Some of the symptoms of smoking-related eye issues are:
- Blurred or distorted vision.
- Dryness, burning, or itching sensations.
- Increased sensitivity to light.
- Difficulty seeing in low light.
- Vision loss or dark spots in the visual field.
Is secondhand smoke harmful to the eyes?
Secondhand smoke, also known as passive smoke or environmental tobacco smoke (ETS), is harmful to the eyes and can contribute to various eye-related issues, says Dr Vamshidhar. A 2022 research shared by the World Health Organization pointed out that individuals who stay with tobacco users are twice as likely to develop age-related macular degeneration from secondhand smoke.
Secondhand smoke can also negatively impact eye health in the following ways –
- Irritation and discomfort
- Aggravation of allergic conjunctivitis
- Exacerbation of pre-existing eye conditions.
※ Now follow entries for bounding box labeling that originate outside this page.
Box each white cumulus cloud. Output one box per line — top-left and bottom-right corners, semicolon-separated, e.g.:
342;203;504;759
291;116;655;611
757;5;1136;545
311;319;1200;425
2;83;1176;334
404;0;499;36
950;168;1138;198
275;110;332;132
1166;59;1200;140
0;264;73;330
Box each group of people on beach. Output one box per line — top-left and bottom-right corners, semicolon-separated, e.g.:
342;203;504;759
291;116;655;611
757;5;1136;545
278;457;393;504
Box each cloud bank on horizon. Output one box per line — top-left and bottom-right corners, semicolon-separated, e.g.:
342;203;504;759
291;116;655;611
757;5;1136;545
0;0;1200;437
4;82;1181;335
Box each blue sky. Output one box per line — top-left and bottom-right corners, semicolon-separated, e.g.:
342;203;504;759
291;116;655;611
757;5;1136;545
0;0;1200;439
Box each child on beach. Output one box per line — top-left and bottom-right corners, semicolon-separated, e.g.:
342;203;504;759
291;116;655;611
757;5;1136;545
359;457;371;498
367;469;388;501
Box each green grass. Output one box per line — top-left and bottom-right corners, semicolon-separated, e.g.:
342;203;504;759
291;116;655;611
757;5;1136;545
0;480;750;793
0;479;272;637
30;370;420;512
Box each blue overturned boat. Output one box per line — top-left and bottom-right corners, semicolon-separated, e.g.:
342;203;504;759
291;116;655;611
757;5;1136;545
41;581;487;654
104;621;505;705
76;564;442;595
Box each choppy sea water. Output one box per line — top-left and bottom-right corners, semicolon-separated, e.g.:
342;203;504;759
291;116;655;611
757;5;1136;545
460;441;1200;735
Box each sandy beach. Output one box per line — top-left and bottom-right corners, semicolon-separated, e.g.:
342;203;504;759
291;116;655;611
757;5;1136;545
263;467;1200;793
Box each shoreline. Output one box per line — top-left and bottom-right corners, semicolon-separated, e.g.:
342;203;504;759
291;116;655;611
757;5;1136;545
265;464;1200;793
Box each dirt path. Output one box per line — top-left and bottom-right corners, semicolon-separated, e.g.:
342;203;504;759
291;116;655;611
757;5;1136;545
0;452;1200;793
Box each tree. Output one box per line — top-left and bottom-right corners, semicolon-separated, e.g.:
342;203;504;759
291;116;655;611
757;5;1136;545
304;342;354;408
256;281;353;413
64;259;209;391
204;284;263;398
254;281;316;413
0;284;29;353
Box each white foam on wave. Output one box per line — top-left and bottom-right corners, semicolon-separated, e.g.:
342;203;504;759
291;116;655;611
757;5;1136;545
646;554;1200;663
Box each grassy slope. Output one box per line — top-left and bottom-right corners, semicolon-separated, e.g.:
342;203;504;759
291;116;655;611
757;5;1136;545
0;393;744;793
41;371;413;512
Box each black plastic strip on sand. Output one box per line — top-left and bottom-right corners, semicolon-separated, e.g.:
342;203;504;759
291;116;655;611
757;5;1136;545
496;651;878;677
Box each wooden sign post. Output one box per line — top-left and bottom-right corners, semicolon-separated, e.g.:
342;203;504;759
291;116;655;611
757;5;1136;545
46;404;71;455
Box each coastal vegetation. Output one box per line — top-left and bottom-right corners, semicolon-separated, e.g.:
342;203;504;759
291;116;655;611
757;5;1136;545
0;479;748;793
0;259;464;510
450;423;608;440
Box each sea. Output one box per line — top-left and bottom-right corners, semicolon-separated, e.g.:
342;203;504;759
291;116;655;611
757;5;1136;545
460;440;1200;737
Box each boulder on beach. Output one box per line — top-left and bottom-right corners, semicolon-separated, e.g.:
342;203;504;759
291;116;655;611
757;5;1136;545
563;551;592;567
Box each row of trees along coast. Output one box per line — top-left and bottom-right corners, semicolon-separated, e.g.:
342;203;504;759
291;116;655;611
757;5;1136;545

Stopping smoking immediately can lead to significant health improvements for people. The positive effects begin shortly after quitting and continue to accumulate over time, says the expert. Smoking cessation enhances blood circulation, benefiting the eyes and reducing the risk of vascular damage.
If you quit smoking, it will contribute to overall eye health, improving vision and reducing the likelihood of various eye-related problems.